Beberapa saat kemudian, seseorang menjemputnya menuju Mindanao dengan menggunakan perahu tradisional. Di Mindanao, Hasanuddin bertemu dengan Nasir Abbas yang kemudian menjadi mentornya selama di negara tetangga itu. 

Ditanamkan semangat berjihad, melatih menembak  sampai mengangkat senjata  di  medan perang di Mindanao. Sekitar dua tahun ia belajar dan berperang di Mindanao. Oleh Nasir Abbas, Hasanuddin harus mendapat tempat baru untuk mengamalkan pengetahuan agama dan perang yang sudah dia pelajari. 
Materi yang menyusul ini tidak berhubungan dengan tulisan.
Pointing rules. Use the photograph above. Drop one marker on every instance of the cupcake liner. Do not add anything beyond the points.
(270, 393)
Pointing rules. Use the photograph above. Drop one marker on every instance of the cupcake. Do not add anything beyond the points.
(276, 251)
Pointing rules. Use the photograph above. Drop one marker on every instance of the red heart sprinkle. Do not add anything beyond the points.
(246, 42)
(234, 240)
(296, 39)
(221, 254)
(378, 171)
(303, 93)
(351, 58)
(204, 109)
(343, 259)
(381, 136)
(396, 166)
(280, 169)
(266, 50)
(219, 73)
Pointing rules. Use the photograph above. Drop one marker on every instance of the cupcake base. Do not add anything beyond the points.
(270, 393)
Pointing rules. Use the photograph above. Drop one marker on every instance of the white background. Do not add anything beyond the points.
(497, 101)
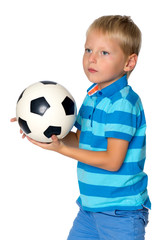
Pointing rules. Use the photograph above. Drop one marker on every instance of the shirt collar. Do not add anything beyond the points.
(109, 90)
Poso menjadi tempat yang dipilih oleh Nasir Abbas. Maka perjalanan ke Poso via Jakarta dan Palu dimulai tahun 2005. Sesampai di Palu, Nasir Abbas mengantar Hasanuddin ke Poso dan mengangkatnya menjadi Amir (Pimpinan) Jamaah Islamiyah di Poso. Selanjutnya, Nasir Abbas kembali ke Palu dan tinggal hampir dua tahun di Palu. Tugasnya memantau pergerakan Hasanuddin di Poso. 

“Nah di Poso itulah saya terlibat dalam aksi mutilasi lima orang siswi SMU Kristen di Poso. Itu dilakukan, karena dendam terhadap umat Kristiani yang membantai santri Pondok Pesantren Walisongo, Poso,” ujarnya.